第30話 街への道中

 タロとティア、そして、ネイの三人は近くの街の商業ギルドにドラゴニア王国で得た特許の数々を登録し直すべく、片道馬車で半日の旅に出掛ける事にした。


 そこには美人母娘であるステラとアンナも同行していた。


 なぜ二人も付いて来ていたかというと、それはただの偶然だった。


 ステラがアンナと一緒に朝から薬草の束を大きなバッグに入れて村の出口で門番と話していたところに出掛けようとしていたタロ達が遭遇したのだ。


 聞けば、また、出掛けて薬草を街の大きな商会に売りに行くのだという。


 それでタロは二人の荷物を魔法収納バッグで運んであげる事にしたのだ。


 ティアはステラ、アンナ母娘が好きだったから、嬉しそうだ。


 ネイも何度か顔を合わせているのだが、こちらは少し事情が違って娘アンナがネイに対してライバル意識があるようであった。


 何のライバルかはステラも穏やかに笑うだけで教えてくれないのでタロも困っていた。


 ネイも家族だから村のみんなとは仲良くして欲しい。


 ましてやこの母娘には良くしてもらっているからなおの事である。


 行きの乗り合い馬車内でもアンナはタロの左横に座るのだが、右にはもちろんティアが座っている。

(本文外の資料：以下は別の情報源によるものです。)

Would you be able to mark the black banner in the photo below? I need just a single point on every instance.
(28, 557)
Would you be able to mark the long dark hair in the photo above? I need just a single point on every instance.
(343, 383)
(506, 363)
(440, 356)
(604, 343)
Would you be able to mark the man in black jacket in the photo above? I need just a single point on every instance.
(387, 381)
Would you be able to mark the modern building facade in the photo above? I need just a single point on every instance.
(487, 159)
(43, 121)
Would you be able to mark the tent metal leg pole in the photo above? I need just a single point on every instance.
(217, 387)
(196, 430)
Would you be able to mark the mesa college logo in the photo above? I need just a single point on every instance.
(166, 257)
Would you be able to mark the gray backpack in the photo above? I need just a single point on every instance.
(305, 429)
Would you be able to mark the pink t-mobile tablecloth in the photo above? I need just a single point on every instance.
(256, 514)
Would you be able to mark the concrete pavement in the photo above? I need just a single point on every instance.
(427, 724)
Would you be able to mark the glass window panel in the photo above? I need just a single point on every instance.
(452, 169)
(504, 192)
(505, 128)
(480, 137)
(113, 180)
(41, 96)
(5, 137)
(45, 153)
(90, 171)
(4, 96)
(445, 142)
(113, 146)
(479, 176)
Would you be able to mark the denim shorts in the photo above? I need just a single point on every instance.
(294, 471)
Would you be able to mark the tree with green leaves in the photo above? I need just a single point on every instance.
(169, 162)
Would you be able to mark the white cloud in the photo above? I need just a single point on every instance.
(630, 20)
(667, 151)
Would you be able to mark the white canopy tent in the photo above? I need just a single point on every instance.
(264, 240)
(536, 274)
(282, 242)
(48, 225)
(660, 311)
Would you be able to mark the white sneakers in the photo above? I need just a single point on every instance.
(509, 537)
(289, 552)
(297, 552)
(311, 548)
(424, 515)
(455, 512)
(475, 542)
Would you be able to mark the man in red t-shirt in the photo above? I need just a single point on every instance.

 ネイはタロの左側に座ろうとしていたら、アンナが間に入って座った格好だ。


 ネイはちょっと意気消沈するとティアの横に移動して座る。


「ごめんなさいねネイさん。うちの娘、思春期で色々あるのよ……」


 と、申し訳なさそうにステラが謝る。


 ネイは十八歳なので村で年齢が近く同じ女性で十四歳のアンナとは色々と聞いて仲良くしたかったのだが、初めて会った時から敵対心を持たれているようであった。


「……いえ。大丈夫だ……」


 明らかにネイは凹んでいる様子だったから、ステラは揺られる馬車内でネイの横に座るとこっそりと耳打ちする。


「……あの娘、タロさんに気があるんですよ。それで突然綺麗なあなたが現れてタロさん達と同居しているから、恋敵だと熱くなっているの」


「……!? わ、私をですか? そんな……、タロさんは確かに優しい人ですが私なんか相手にしてませんよ……?」


 ネイは謙遜して答えた。


 確かにこの一か月間、タロはネイを家族として見ていて、そんな雰囲気は微塵も見せないからネイも最近ようやく割り切って家族の一員として振舞うようにしていた。


「……そうなの? あなたみたいに魅力的で美しい女性が傍にいたらタロさんの心も穏やかではないと思うのだけど……」


 ステラはちょっとびっくりしてネイに耳打ちするのであった。


「……幼少期に唯一の家族であった祖父も亡くなってからはずっと一人だったので、タロさんやティアさんの家族として迎え入れてもらっているだけで私は今、幸せなのです」


 ネイはステラに耳打ちするのを忘れてそう答えた。


 そうなるとタロ達もその話が聞こえていたので、しんみりとした雰囲気になった。


「……」


 一人タロへの恋慕で盛り上がっていたアンナもこの言葉に静かになった。


 自分は父を亡くして母一人子一人で寂しい思いをしていたのだが、ネイはそれ以上に寂しい思いをしていたのだ。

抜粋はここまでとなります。